Liu and Hsieh combine adversarial training and generative adversarial networks (GANs) to obtain AdvGAN, a model allowing to improve generative performance as well as classification robustness. In particular, as illustrated in Figure 1, they propose a two-step approach. In the first step, an AC-GAN is trained (a GAN, where in addition to real/fake classification, the discriminator also learned to solve a classification problem on the images). However, instead of allowing the discriminator access to real images, adversarial examples of these real images are used. The adversarial examples try to maximize the discriminators loss regarding the classification task. In a second step, the discriminator is fine-tuned with respect to the classification task on both real and fake images.

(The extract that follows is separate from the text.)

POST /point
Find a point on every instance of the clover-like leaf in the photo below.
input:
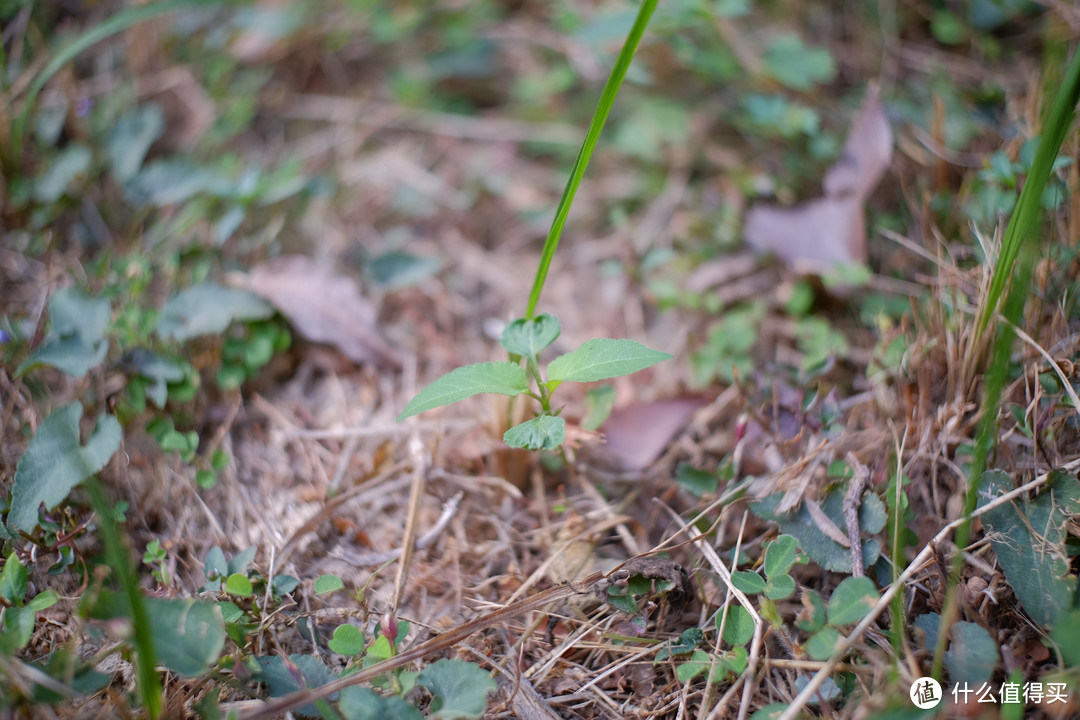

AdvGAN is motivated through two key observations. First, Liu and Hsieh noticed a generalization gap in adversarial training. In specific, the generalization gap, as illustrated in Figure 2, specifies the gap betwee accuracy on the training set and on the testing set of an adversarially trained model. The main observation is that, considering increasing strength of the attack, the gap between training and testing accuracy changes. However, I want to note, that it doesn’t increase continuously. The second idea is that a robust discriminator might improve generative performance. In particular, they argue that a robust discriminator will lead to more significant updates of the generator (see the paper).
Figure 2: Generalization gap as observed by the authors. The yellow line is the accuracy on the training set; the blue line is the accuracy on the test set. The $x$-axis describes the attack strength (i.e., $\epsilon$ of attack). The generalization gap quickly increases for small $\epsilon$, but also reduces again later.
In experiments, the authors show that the generative performance improves (with regard to the baseline GAN) and the generalization gap decreases.